4.4 The Timed-CAA-DRIP implementation framework

4.4.2 Run-time support

Once the software system has been deployed and started, the main objective of Timed-CAA- DRIP is to give run-time support to allow the CAAs composing the software system behave as expected. This section describes the internal executions performed by the implementation framework to achieve this expected behaviour. It is worth noting that the way the executions are performed depend not only on whether the CAA has time constraints or not, but also if an exception takes place in one of its roles during the execution. Hence, the description of the Timed-CAA-DRIP internal executions are divided among those required to execute a (normal or non-timed) CAA, a timed CAA and those that take place when dealing with an exception.

4.4.2.1 CAA execution

The activation of a CAA is considered as the process that begins when at least one participant enters into the CAA to play one of its roles. This process (i.e. the activation of the CAA) is

148 4. The Timed-CaaFWrk conceptual framework

completed once all the required participants have entered into the CAA, and the latter is ready to play their respective roles.

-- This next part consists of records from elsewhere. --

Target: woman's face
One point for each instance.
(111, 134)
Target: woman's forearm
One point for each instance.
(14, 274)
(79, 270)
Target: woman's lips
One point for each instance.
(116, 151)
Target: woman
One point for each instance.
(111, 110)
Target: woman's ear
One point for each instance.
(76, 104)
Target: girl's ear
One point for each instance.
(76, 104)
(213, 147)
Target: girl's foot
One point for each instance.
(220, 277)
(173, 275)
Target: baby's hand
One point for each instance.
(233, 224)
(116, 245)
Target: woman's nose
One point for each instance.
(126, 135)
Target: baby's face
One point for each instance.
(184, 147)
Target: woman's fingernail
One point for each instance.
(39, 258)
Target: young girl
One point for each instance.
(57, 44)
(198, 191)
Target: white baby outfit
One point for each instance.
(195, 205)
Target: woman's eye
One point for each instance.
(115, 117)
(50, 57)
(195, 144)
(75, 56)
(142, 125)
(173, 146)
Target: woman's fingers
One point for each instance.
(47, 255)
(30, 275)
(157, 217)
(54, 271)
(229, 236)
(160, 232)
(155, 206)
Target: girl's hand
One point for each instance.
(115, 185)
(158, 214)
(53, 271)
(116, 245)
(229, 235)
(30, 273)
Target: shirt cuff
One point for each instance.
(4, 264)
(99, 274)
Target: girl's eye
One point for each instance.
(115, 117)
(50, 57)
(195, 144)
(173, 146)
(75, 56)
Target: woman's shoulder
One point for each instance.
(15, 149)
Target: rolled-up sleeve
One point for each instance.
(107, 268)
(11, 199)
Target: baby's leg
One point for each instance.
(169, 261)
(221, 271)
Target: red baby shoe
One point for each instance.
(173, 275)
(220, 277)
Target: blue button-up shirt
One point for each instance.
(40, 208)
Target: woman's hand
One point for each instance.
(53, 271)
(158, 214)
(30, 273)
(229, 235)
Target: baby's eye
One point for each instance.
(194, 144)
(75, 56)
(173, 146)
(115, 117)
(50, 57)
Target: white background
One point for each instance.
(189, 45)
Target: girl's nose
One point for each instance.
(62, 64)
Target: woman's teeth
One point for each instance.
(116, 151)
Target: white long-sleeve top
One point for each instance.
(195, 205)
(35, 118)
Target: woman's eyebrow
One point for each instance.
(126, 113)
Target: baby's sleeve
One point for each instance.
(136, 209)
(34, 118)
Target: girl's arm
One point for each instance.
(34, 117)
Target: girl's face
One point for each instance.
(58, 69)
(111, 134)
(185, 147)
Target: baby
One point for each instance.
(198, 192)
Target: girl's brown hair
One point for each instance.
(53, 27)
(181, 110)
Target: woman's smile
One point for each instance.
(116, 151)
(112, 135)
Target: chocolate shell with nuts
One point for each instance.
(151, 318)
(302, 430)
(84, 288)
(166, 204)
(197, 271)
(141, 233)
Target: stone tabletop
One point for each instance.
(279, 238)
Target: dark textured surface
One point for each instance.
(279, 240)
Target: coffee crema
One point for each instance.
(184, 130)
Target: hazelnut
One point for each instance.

There exist two ways of requesting the activation of a CAA: the composite and nested ways. When calling a CAA in a composite manner, a single participant is required to achieve both the activation and execution of this CAA, since the implementation framework will, according to the allocation policy specified, locate the necessary participants. This activation is achieved by calling the method executeAll of the particular CAA that wants to be executed.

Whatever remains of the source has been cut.